■クルマを壊すリスクがあり、もう設定したくないというメーカーの本音
MTを設定することで生じる諸々のリスクを減らしたいというメーカーの思惑も見え隠れする。高価で高性能なスポーツカーには運転が上手い人が乗ってくれるとは限らない(むしろ逆の傾向が高い……)。
シフトレバーやクラッチペダルなど操作するものが減れば、そのぶん運転に余裕が生まれるので、自然とほかの操作が上手くできるようになり、性能が高ければ高いほど、そのことは重要になってくる。
ひいては、MTのほうがクルマを壊す可能性が高まる。壊れそうな操作をしたら受け付けないようあらかじめプログラムしておけば、ドライバビリティをあまり損なうことなく、無理な操作はキャンセルしてクルマを壊さないようにできる。これも非常に大きい理由となる。
DCTという優れたトランスミッションがあるのなら、もうMTは積みたくないというのがメーカーのホンネに違いない。
高価で高性能なスポーツカーにMTが搭載されなくなったのは、こうしたことからも必然といえそう。ましてや、お題のとおり、MTがもう進化していないとなると、ますますメーカーにとってもあえて搭載する気も失せるというものだ。

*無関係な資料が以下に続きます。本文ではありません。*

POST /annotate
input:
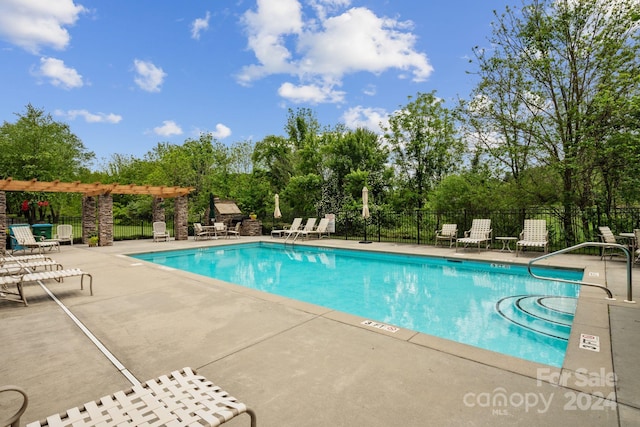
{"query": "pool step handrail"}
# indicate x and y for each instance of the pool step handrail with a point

ご参考まで、DCT以外ではMTをベースにクラッチの操作をクルマが行なうAMTもある。こちらはシフトチェンジのタイムラグがDCTよりも長くなるのは否めないが、世に出た当初は駆動抜けの時間が長くて不快だったところ、最新のものは、むろんDCTのようなわけにはいかないものの、だいぶ改善されてきた。
とはいえ、MTを操ることそのものにドライビングプレジャーを感じ、スポーツカーをMTを駆使してドライブを楽しみたいという人は大勢いる。
そこに応えるのもまたスポーツカーの魅力であり、メーカーの役目だという思いは筆者にもあるので、MTもあったほうがよいと考えている。
同じような思いからか、MTがラインアップされているスポーツカーもまだまだたくさんある。日本に導入されている輸入車を見渡してみると、コルベットには伝統的にMTの設定があるし、BMWのMモデルにはDCTとMTの両方用意されている。
多田氏の発言の前にもポルシェが7速PDKを初採用した際(2008年)にも担当エンジニアが「もはやMTを選択する合理的な理由は存在しない」とコメントしている。
しかし、SUVを除くポルシェの多くのモデルにはMTとDCTの両方がある。911のMT販売比率は1割にも満たないというのは世も末という感じがするが、かろうじて残してくれているのは、ファンの声を大事にしているからかもしれない。
フランス勢やアバルトなど欧州製のコンパクトなスポーティモデルにもMTがそこそこ豊富に設定されている。ルノーはメガーヌRSの量販モデルをDCT化したが、走りに特化したシャシーカップにはMTが与れられた。
■ユーザーの声でMTが復活したケースも
走りに特化した911GT3(991型)について、いったんはMTを廃止したのだが、やはりMTを求める声が高かったのだろうか、後期型で復活させている。
日本の現行スズキ アルトの走り系モデルも同じような経緯をたどった。当初、最上級モデルとして設定されたターボRS(昨年秋に廃版)が、普及版グレードアルトにMTがあるにもかかわらず、AMTの「AGS」のみの設定とされたことに、ファンから少なからず不満の声が聞かれた。
スズキとしては、あえてそうしたのは「AGS」はMTに変わるものと位置づけたのが理由と述べていたが、ユーザーはそう受け取るわけはないと思ったら案の定、「ワークス」の復活とMTを求める声が高まり、実際にそうなった。
ユーザーの声がメーカーを動かした興味深い例だ。乗り比べると、「AGS」はやはりどうしてもシフトチェンジのタイムラグが気になり、発進時にギクシャクするなどして、これならMTのほうが断然よいと思ったものだ。
ちなみに日本車でMTとトルコンを用いない2ペダル車が同時に設定された例というのは他に心当たりがなく、件のアルトワークスぐらいではないかと思う。